Что касается сыт-здоров, то я сыт и здоров и вообще жизнь прекрасна.
Пиши мне, Дима, пожалуйста.
Приветы раздай, кому найдешь нужным.
Крепко целую. Николай.
24
[16 декабря 1933 г. Енисейск]
В. Б. ЭРДМАН
Золотая мамочка.
Три последних дня живу бурной общественной жизнью. На носу «Рождество», и меня попросили сделать антирелигиозный спектакль. К несчастью, как я вычитал в одной брошюре, чудес не бывает, а сделать спектакль можно только чудом. Единственная книга в городе, которая могла бы помочь в этом деле, пропала из библиотеки два года тому назад. Выписывать какой-нибудь репертуар из Москвы уже поздно. Местный Союз Безбожников никакой работы, кроме плана работ, не сделал. Сам я в этом вопросе понимаю столько же, сколько и ты, дорогая. Жалею, что ты никогда не заставляла ходить меня в церковь. Чувствую, что для создания настоящего антирелигиозного спектакля необходимо быть верующим.

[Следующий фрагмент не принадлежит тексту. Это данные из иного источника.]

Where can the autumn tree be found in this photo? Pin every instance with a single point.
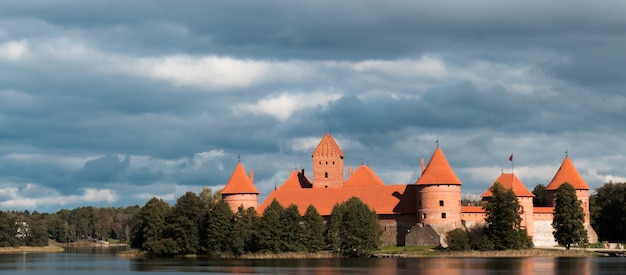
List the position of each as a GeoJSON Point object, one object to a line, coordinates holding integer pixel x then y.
{"type": "Point", "coordinates": [503, 220]}
{"type": "Point", "coordinates": [291, 232]}
{"type": "Point", "coordinates": [148, 233]}
{"type": "Point", "coordinates": [353, 228]}
{"type": "Point", "coordinates": [569, 218]}
{"type": "Point", "coordinates": [218, 228]}
{"type": "Point", "coordinates": [184, 223]}
{"type": "Point", "coordinates": [270, 229]}
{"type": "Point", "coordinates": [608, 211]}
{"type": "Point", "coordinates": [313, 228]}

Сейчас иду на совещание. Совещаний было уже много. Кажется мне, что дело совещаниями и ограничится. Нельзя начинать бороться с богом, когда бог уже на носу. Спохватились бы раньше, и я бы выписал из Москвы все, что нужно.
Перезнакомился с людьми — лучше это или хуже, покажет будущее. Прости меня, милая, что так неразборчиво пишу, очень спешу. Я здоров, солнце сияет, снег блестит, морозы еще не наступили — все прекрасно. Получил от Дины письмо — напугала она меня своим желанием ехать. Ехать сейчас безумие.{87} Из Енисейска не выезжают даже те, у которых кончился срок. Люди не видели пять лет Москвы и все-таки ждут навигации. Как ты живешь, любимая? Что с квартирой? Стараюсь предположить, как вы устроились, и не могу. Прости меня, мамочка, за все неприятности, которые вам доставил. Относительно белых брюк (давно бы надо ответить) ничего не могу сказать. Ко мне они попасть никак не могли. Адрес мой можно давать безбоязненно всем, кто его просит.